Robo de aceite afecta a 97 municipios
Entre las conductas de mayor impacto figura la extracción de aceite dieléctrico de los transformadores. Este líquido cumple una función esencial en el aislamiento y enfriamiento de esos equipos.
Los casos registrados por robo de aceite abarcan 97 municipios del país. Algunas comunidades han permanecido sin electricidad durante más de 30 días debido a los daños ocasionados.
La reposición del servicio requiere reparar o sustituir el transformador afectado. El delito agrava así una situación eléctrica ya deteriorada y emplea recursos destinados al mantenimiento de la red.
Las investigaciones incluyen otras acciones contra instalaciones, equipos y componentes del Sistema Eléctrico Nacional. En estos procesos participan el Ministerio del Interior, la Fiscalía General y los tribunales cubanos.
Dos fallecidos durante actos delictivos
Las autoridades también reportaron dos muertes por electrocución durante actos delictivos contra la red eléctrica. Estos hechos muestran el peligro directo de manipular instalaciones energizadas.
El contacto con cables, transformadores y otros componentes puede provocar lesiones graves o la muerte. También puede causar averías adicionales y extender la interrupción del servicio a viviendas e instalaciones.
Los más de 460 expedientes abiertos desde 2025 reflejan la magnitud alcanzada por los delitos contra el Sistema Eléctrico Nacional. La cifra corresponde a investigaciones penales, por lo que no equivale necesariamente a igual número de personas sancionadas.
Dictamen 475 endurece la respuesta penal
El tratamiento judicial de estos casos incorpora el Dictamen 475, dirigido a reforzar la respuesta ante conductas que dañen la infraestructura eléctrica. La calificación dependerá de las circunstancias, la intención y las consecuencias de cada hecho.
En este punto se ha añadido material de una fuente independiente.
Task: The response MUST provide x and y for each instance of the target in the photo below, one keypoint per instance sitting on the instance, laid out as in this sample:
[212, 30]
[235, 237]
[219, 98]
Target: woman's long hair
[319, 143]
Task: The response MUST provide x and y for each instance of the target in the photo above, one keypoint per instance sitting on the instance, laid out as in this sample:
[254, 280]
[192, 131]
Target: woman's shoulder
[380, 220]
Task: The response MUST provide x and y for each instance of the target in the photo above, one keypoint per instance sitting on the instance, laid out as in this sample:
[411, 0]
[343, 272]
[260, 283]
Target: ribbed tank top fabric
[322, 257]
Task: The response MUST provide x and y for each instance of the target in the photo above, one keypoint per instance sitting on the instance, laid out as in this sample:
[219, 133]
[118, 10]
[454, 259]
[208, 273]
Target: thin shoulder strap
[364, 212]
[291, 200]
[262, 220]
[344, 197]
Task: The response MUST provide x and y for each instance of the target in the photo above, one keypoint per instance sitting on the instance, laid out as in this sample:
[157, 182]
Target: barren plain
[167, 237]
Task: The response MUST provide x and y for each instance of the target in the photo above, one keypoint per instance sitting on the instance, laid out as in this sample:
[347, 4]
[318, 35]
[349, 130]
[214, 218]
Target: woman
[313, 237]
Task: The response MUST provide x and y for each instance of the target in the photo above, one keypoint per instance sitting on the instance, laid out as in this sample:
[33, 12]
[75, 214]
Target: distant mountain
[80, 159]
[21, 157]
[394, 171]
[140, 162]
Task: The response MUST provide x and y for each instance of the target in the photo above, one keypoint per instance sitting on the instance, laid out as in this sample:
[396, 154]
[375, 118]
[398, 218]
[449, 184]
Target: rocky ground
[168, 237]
Cuando una conducta reúna los elementos legales del sabotaje, las sanciones pueden llegar hasta la privación perpetua de libertad o la pena de muerte. No todo robo o daño a la red recibe automáticamente esa calificación.
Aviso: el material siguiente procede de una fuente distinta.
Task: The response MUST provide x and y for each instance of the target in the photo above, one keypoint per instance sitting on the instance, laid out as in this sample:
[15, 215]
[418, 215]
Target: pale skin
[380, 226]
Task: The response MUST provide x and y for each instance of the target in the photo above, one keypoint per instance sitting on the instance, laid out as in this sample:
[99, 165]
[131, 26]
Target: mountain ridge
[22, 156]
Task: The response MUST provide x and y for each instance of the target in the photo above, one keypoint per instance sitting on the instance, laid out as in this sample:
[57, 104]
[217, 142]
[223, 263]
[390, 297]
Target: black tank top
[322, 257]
Las autoridades deben valorar el modo de ejecución, el perjuicio causado y el propósito de los implicados. Esa evaluación permite diferenciar delitos patrimoniales de acciones consideradas sabotaje bajo la legislación cubana.
Daños que alargan los apagones
El robo de piezas y sustancias necesarias para operar los transformadores perjudica primero a la población de la zona afectada. La duración del corte depende del alcance de la avería y de la disponibilidad de recursos para solucionarla.
En los casos vinculados con aceite dieléctrico, el transformador puede quedar inutilizado y requerir una intervención técnica compleja. Los incidentes documentados han dejado comunidades sin servicio eléctrico durante varias semanas.
Las cifras oficiales sitúan en 97 los municipios afectados por esta modalidad delictiva y en más de 460 las investigaciones penales iniciadas desde 2025.